Tonight, after my mother's steady breathing assures me she is fast asleep, I sneak out to the living room. I open a window and breathe in humid, fragrant air, grateful that Mom is asleep and won't complain about the breezes. I listen to crickets and night birds. Then turn on a reading lamp and get comfortable with my book and my solitude.

Ten minutes pass. Is that a doorknob turning? I decide that it isn't and return to my book. Suddenly, my mother appears in the living room. She is fully dressed. She has not dressed herself for a year.

"Good morning," she says. She looks quite refreshed for having only fifteen minutes sleep. And she looks beautiful. Intelligent and cheerful. She looks familiar. The dread I felt at having my time interrupted glides smoothly into pure delight at seeing her remembered face.

"Aw," I say, hating to disappoint her, "it's not morning. It's still nighttime."

"Hmm?"

"Oh, never mind. Come sit with me." I pat the cushion next to me.

She walks around the coffee table and sits on the sofa beside me. She looks at my face a long moment, then says, "You know, you are very pretty. There's just something about you...something special."

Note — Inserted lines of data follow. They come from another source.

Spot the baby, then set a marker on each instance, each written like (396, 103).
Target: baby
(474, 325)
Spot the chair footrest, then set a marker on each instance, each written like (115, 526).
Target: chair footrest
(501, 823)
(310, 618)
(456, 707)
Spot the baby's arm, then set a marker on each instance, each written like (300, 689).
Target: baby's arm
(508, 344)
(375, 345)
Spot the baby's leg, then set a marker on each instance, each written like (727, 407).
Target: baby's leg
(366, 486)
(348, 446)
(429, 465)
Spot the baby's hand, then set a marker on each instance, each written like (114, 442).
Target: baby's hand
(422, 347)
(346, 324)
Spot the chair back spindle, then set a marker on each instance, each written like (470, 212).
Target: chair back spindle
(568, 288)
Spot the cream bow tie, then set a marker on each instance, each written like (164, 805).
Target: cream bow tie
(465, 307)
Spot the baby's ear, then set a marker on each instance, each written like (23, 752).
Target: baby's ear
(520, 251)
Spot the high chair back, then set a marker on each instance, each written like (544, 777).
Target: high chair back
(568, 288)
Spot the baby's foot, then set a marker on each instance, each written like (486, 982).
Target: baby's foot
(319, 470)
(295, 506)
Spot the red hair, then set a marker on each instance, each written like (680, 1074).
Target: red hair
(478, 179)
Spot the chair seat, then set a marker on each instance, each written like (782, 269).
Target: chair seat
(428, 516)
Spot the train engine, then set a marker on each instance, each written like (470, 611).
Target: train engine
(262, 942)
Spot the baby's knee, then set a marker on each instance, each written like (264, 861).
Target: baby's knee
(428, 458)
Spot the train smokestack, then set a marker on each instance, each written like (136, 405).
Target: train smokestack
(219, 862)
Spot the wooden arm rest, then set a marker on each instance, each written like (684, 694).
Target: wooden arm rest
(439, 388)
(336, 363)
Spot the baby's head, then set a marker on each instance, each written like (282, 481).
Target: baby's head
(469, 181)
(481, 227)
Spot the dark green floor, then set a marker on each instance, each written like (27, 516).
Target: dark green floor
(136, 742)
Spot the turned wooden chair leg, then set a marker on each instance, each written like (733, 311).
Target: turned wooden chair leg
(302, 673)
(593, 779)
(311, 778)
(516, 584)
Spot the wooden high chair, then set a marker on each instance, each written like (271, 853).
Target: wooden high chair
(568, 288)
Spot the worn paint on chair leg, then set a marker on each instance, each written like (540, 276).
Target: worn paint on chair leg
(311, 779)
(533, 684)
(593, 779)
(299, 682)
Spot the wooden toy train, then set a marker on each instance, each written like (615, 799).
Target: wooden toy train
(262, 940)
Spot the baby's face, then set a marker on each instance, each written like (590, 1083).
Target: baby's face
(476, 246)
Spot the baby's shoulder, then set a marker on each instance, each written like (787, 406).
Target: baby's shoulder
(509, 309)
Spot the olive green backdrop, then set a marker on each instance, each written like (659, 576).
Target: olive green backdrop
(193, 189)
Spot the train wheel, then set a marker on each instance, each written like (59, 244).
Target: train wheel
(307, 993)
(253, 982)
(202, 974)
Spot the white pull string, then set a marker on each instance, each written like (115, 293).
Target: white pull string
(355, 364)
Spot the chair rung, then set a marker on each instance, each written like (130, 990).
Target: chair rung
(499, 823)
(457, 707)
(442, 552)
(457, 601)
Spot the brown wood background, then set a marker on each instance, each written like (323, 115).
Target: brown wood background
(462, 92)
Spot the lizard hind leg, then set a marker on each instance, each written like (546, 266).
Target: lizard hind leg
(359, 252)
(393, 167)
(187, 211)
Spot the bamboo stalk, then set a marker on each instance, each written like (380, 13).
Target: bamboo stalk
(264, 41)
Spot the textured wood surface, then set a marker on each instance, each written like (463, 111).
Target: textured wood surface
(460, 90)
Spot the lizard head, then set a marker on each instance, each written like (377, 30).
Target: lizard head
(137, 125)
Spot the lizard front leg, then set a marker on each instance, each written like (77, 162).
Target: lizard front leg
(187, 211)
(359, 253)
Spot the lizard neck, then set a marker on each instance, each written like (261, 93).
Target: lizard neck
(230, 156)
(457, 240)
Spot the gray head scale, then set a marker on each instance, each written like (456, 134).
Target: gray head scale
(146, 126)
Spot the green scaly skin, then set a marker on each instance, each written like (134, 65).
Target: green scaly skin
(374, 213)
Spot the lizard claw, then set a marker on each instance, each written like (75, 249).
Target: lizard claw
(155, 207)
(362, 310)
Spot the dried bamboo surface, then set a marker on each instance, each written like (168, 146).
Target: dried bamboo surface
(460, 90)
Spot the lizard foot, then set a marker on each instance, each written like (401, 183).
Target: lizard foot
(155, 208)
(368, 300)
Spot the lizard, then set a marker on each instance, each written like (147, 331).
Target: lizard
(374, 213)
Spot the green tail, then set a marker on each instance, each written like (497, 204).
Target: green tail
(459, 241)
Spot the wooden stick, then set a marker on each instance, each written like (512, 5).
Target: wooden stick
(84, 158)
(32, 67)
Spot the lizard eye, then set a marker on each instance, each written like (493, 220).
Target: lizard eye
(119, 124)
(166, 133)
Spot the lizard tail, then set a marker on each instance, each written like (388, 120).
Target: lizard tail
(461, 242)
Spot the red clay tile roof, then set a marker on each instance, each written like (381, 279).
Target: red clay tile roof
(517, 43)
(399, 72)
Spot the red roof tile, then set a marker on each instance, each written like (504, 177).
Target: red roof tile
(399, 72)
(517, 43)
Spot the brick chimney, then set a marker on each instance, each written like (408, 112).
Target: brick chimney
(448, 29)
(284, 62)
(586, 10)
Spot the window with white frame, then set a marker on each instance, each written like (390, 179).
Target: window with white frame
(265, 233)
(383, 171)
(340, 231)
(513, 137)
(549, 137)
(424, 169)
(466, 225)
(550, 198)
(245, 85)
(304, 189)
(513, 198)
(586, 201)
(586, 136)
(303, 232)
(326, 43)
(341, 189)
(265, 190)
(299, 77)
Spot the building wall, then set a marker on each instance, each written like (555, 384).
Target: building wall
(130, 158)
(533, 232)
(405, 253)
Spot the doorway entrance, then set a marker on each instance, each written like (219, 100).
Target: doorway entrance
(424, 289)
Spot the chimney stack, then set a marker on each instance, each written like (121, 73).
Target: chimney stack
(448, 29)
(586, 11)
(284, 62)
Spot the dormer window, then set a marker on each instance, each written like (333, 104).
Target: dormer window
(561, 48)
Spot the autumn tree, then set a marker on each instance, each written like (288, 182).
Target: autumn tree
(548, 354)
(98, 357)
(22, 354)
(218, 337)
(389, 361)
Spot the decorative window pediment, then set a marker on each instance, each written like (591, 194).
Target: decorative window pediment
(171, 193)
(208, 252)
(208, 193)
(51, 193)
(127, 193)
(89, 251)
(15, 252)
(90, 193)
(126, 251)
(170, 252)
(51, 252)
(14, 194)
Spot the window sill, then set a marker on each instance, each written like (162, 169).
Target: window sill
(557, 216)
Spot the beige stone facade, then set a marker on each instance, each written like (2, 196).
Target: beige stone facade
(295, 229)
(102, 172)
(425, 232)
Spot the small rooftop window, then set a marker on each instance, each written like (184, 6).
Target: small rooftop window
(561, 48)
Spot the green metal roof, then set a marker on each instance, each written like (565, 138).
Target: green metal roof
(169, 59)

I say, "Thank you. You always make me feel special. That's why you are such a wonderful mother to me." At the word mother, I almost lose her. Her eyes slip focus a second, before she regains her composure. I warn myself not to ruin this time for us, to be careful of what I say. But I don't want to heed my warning, I am with my lifetime best friend and we are telling each other important things.

She notices my flowered nightgown and admires it.

"Daddy gave this to me for my birthday."

"Oh? Do you know Daddy?"

"Yes...I do." I stop myself from saying more.

"Well, imagine that!" She marvels over my knowing my own father, but I smooth that away in my mind. My whole being soaks up her presence. So many nights since I was a young girl she and I have sat like this -- the sounds of Bessie creek lapping at the dock, the occasional croak of the pig frog, the mottled duck's squawk drifting in to us and mingling with our confidences. This is the gift of one more night. I don't want it to end.

My mother looks relaxed and happy. She notices the opened window. "Goodness, it's black out there. What's that say?" She points to the clock.

"Eight-thirty."

"What in the world are we doing up?" With the expression familiar to me as a prelude to joking, my mother raises her eyebrows, gives me her impish look and says, "One of us is crazy."

 

Art and healing are natural partners. The essay "Reprieve" began as a journal entry in an attempt to heal myself from the confusion and contradictions presented during my mother's struggle with Alzheimer's disease. The process of crafting the entry into an essay broadened the personal into the universal. The final transformation of the writing resulted in a fictional scene in my novel, Crybaby Ranch, which turned the story into the lives of any mother and any daughter facing change, illness, endings. Healing often creates art; art often creates healing.

"Reprieve" is included as a scene in the novel Crybaby Ranch (Denver, Ghost Road Press, 2006). Reprinted by permission of the writer.